But the gender imbalance may be the least of von der Leyen’s worries. Though Hungary’s replacement nominee Olivér Várhelyi looks set to sail through, the French nomination is complicated, and the Romanian nomination is a mess.
Breton and Várhelyi will have their confirmation hearings next Wednesday and Thursday in the European Parliament in Brussels. Many MEPs are not happy with Macron’s choice. Unlike Goulard, Breton has no EU experience and is considered far more conservative than the previous nominee. He is nominated for the same vast internal market portfolio as Goulard was and there are still concerns that his position will be too powerful. There have also been questions about his current job as CEO of technology company Atos. He reportedly owns about €34 million worth of shares in the company, which he would be regulating as part of his new job.

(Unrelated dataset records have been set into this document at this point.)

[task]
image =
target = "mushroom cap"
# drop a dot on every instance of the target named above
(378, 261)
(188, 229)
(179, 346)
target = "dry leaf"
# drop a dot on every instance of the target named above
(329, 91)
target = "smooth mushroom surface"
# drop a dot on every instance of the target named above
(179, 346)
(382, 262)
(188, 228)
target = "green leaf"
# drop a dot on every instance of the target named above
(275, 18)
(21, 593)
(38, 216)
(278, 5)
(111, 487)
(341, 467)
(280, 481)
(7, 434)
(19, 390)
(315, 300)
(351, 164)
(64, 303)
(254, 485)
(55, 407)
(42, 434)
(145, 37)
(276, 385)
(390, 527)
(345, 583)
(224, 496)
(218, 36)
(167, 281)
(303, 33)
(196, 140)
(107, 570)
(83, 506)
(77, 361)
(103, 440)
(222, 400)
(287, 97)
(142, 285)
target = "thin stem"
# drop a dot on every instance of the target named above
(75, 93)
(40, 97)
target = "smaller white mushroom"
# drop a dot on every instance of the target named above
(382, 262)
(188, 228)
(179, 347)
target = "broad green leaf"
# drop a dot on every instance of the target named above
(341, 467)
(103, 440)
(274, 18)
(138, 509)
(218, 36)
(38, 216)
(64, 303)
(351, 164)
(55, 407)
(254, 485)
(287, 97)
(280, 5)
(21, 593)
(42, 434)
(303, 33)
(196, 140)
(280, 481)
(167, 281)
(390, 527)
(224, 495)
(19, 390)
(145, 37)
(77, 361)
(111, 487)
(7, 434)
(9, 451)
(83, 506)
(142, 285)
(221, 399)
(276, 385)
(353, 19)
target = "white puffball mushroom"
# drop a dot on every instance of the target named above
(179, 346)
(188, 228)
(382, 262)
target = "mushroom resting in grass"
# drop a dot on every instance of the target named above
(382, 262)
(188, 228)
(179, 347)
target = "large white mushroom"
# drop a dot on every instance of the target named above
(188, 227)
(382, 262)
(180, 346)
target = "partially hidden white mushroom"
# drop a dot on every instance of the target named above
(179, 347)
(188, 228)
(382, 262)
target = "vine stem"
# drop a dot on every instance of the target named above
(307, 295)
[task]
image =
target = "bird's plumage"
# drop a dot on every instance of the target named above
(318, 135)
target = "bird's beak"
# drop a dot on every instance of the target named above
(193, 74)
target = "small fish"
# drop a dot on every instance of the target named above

MEPs say they are preparing some tough questions for him. It’s highly unlikely they would reject him, after having already rejected one French nominee, but they may hold up his appointment for several weeks.
Romania has still not put forward a replacement, because since the original nomination was made the government of Prime Minister Viorica Dăncilă has collapsed. That hasn’t stopped her from putting someone forward anyway—the Socialist MEP Victor Negrescu. But Romanian President Klaus Iohannis is challenging her right to do this, arguing that because the government has fallen, it is now his responsibility. He reportedly wants to nominate Liberal MEP Siegfried Muresan.
Meanwhile, there are reports in London that Johnson may refuse to nominate a new commissioner—fearful that it would suggest to the British public ahead of December 12 election that the UK is not leaving the EU. Lawyers at the commission are looking to see if there is any way around the rule that there must be one commissioner from each EU member state.
None of this, from the Spitzenkandidat fight to the Romanian chaos to the Brexit meltdown, is von der Leyen’s fault. But she has found herself seriously hampered by all of it before her tenure has even begun. And her inability to react robustly to the unfolding situation has many in Brussels questioning her fitness for the job. This is unnerving for her team, considering she still has to survive a second confirmation vote, along with her whole college of 28 commissioners, in the European Parliament.
Another Brexit Delay
The other major event meant to take place tomorrow was Brexit. But after Boris Johnson failed to ram his renegotiated Brexit deal through the British parliament in record time, MPs voted this to call an election for December 12. The EU granted an extension of three months, until 31 January 2020, even before that vote.
This is the third time the UK has requested, and the EU granted, an extension to the Brexit deadline which was originally supposed to be at the end of March. The continuing extensions have left everyone exasperated.
French President Emmanuel Macron reportedly came close to vetoing the request for extension—delivered by Johnson under duress (or so he pretended) because of a piece of UK legislation requiring him to do so. On the EU side, there is a strong desire for the UK to leave as quickly as possible, but in an orderly fashion. People in Brussels are tired of having the Brexit issue hijack European summits and slowing the EU agenda. “As much as I hate Johnson, I have to say I hope he wins a majority in December because it would mean the British are finally gone,” admitted one EU civil servant in Brussels.
But the divisions in the UK are making that exit seem almost impossible. Polls currently point to a resounding victory for Johnson, but they were also predicting that ahead of his predecessor Theresa May’s snap election in June 2017. May ended up losing her majority in that election. An inconclusive result could mean months of more uncertainty and possibly in a second referendum being called.
The European Union is ending 2019 in a state of paralysis. With the start of both the new commission and the new EU of 27 delayed until 2020, decisive action in Brussels seems as far away as ever. It is certainly not where Emmanuel Macron wanted to see the EU two years into a presidency. The European renaissance, which he and the many people who believed in him, had hoped for, seems still some way off.